Bickhart estimated there are over 30,000 species of these rumen dwellers, yet fewer than a couple thousand have been adequately characterized. That’s left a gap in researchers’ understanding of what role each species plays as part of a larger community known as the “microbiome.” Researchers also want to learn what a microbe’s absence or even proliferation can mean to the cow’s wellbeing and performance—from withstanding costly diseases like mastitis, to producing important milk fats.
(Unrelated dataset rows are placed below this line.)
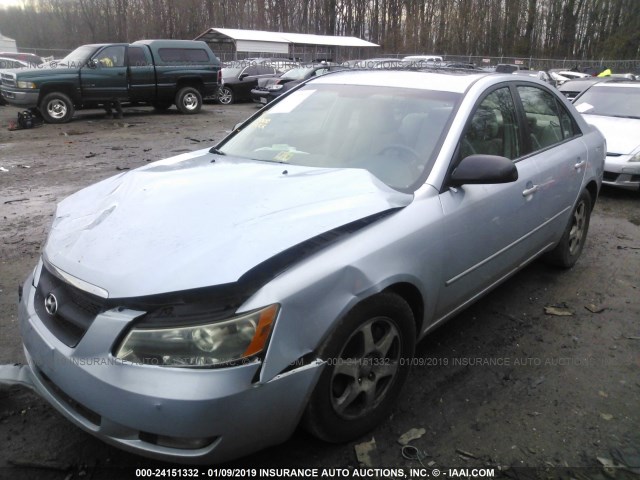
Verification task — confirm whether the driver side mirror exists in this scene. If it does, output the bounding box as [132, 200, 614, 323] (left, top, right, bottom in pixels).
[449, 155, 518, 187]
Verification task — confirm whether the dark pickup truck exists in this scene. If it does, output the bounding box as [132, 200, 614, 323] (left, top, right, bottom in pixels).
[0, 40, 220, 123]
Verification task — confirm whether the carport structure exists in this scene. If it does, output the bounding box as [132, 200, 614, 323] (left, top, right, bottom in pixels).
[195, 28, 379, 62]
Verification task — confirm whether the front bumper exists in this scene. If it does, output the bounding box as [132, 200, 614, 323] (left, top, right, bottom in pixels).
[2, 87, 40, 108]
[602, 155, 640, 190]
[19, 277, 324, 464]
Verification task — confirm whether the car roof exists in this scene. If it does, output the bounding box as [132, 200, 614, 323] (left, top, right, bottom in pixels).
[313, 70, 488, 93]
[592, 80, 640, 89]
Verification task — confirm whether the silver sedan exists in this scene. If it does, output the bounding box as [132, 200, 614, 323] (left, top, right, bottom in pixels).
[19, 70, 605, 463]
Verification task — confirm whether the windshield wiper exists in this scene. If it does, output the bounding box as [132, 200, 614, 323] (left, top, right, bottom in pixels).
[209, 147, 226, 155]
[611, 115, 640, 120]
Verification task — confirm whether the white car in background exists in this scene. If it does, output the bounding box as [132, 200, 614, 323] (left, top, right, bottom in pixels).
[575, 81, 640, 189]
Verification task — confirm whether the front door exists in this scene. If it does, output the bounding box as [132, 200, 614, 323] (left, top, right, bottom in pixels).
[80, 45, 129, 102]
[436, 86, 538, 320]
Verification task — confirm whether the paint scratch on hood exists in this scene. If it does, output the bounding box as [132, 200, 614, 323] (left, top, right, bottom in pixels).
[45, 150, 413, 298]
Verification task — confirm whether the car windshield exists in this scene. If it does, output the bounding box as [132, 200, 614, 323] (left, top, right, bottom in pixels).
[281, 67, 313, 80]
[58, 45, 98, 68]
[218, 83, 460, 191]
[576, 85, 640, 118]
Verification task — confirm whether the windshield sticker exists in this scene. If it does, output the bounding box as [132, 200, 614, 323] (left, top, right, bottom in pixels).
[252, 115, 271, 130]
[576, 102, 593, 113]
[269, 90, 317, 113]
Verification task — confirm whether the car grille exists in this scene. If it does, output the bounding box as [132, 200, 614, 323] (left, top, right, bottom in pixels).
[2, 73, 16, 87]
[34, 266, 106, 347]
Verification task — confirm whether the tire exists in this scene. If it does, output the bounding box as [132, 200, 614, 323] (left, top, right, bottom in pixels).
[176, 87, 202, 115]
[153, 102, 173, 112]
[40, 92, 75, 123]
[545, 190, 592, 268]
[218, 87, 236, 105]
[302, 293, 416, 443]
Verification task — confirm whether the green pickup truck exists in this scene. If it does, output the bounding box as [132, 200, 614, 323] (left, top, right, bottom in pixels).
[0, 40, 220, 123]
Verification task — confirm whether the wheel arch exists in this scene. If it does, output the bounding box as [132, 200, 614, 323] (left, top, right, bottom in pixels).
[38, 83, 81, 107]
[176, 77, 204, 95]
[383, 282, 424, 337]
[585, 180, 598, 211]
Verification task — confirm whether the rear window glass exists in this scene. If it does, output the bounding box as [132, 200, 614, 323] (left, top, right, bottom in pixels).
[158, 48, 209, 63]
[129, 47, 150, 67]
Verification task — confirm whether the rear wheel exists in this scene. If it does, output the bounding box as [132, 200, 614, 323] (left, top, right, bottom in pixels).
[545, 190, 591, 268]
[153, 102, 172, 112]
[218, 87, 236, 105]
[40, 92, 75, 123]
[176, 87, 202, 114]
[303, 293, 416, 442]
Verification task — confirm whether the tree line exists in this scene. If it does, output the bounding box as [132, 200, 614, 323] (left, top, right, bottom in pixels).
[0, 0, 640, 60]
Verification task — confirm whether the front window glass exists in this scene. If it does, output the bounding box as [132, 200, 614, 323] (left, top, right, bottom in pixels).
[94, 45, 125, 68]
[280, 67, 313, 80]
[220, 84, 460, 190]
[222, 67, 242, 78]
[518, 86, 564, 151]
[576, 85, 640, 118]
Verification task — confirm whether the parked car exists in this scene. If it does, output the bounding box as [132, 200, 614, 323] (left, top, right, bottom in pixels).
[549, 68, 591, 80]
[217, 59, 297, 105]
[494, 63, 529, 73]
[558, 77, 624, 102]
[575, 81, 640, 190]
[0, 55, 29, 105]
[251, 63, 348, 105]
[1, 40, 220, 123]
[18, 70, 605, 464]
[511, 70, 556, 86]
[402, 55, 442, 63]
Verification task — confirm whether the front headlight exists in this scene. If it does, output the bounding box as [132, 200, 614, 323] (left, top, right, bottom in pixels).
[16, 80, 36, 88]
[116, 304, 279, 367]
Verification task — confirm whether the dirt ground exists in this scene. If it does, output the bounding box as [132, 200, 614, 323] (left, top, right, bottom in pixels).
[0, 104, 640, 479]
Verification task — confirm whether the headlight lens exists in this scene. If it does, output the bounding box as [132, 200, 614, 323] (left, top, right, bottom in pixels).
[116, 304, 279, 367]
[16, 80, 36, 88]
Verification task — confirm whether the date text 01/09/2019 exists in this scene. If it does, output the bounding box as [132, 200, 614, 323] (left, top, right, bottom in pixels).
[135, 468, 495, 479]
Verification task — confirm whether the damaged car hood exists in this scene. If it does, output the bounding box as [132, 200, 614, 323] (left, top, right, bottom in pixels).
[583, 114, 640, 155]
[44, 150, 413, 298]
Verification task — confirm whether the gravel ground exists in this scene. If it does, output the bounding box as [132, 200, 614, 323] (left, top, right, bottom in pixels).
[0, 104, 640, 479]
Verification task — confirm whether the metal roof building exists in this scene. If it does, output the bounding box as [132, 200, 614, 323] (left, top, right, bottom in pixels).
[0, 33, 18, 52]
[195, 28, 379, 61]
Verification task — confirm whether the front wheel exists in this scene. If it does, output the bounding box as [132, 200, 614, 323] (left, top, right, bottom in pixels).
[40, 92, 74, 123]
[303, 293, 416, 442]
[176, 87, 202, 114]
[545, 190, 592, 268]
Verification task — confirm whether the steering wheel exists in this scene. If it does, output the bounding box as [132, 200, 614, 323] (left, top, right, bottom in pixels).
[378, 143, 422, 161]
[378, 143, 423, 185]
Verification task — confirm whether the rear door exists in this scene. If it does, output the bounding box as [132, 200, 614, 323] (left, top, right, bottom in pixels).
[516, 85, 587, 243]
[127, 46, 156, 102]
[80, 45, 129, 101]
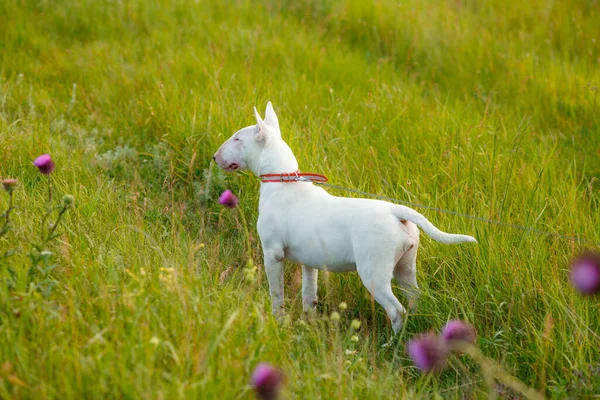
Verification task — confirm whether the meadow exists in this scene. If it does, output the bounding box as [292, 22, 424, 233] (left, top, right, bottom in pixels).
[0, 0, 600, 399]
Now, Bickhart and colleagues are getting a better handle on the situation. Using the latest advances in sequencing equipment, they’ve devised a way to read the chemical coding of DNA fragments from the microbes and assemble the pieces into whole genomes using special algorithms. From this, they created an ordered genomic map of the entire rumen microbiome that will make it easier to identify individual members and their functions.
In the past, these sequence reads were limited to chemical units of measure known as nucleotide base pairs that fell in the 100 to 500 base pair range. With the new method, the researchers obtained reads of 9,000 to 30,000-plus base pairs—an increase resulting from the team’s use of a long-read commercial sequencer (PacBio Sequel) and the new Proximeta Hi-C method. Full details appear in the August 2019 issue of Genome Biology.
Among other benefits, longer DNA reads make it easier to identify genes that can reveal what a particular microbe does or how it differs from other closely related species.
“While we haven’t completely mapped the genomes of all rumen microorganisms in our study, we’ve come closer than those in the past and also identified new biological facts about the community that we didn’t know before,” said Bickhart.
His collaborators and co-authors on the Genome Biology paper include scientists from three other ARS locations, five universities in the U.S. and abroad, two biotech firms, and the National Human Genome Research Institute in Bethesda, Maryland.
The team’s use of its specialized DNA extraction and sequencing procedures also revealed new insights about another denizen of the cow rumen, namely “bacteriophages”—viruses that hijack the genomes of bacteria to replicate themselves. In all, the team identified 188 bacteria-phage interactions, including host preferences, lifecycle and impacts on the microbe’s metabolic activity.
“On the direct application side, knowledge of the rumen microbial community will be critical to estimating the feed efficiency of cattle and identifying microbes that contribute directly to milk fat production,” said Bickhart.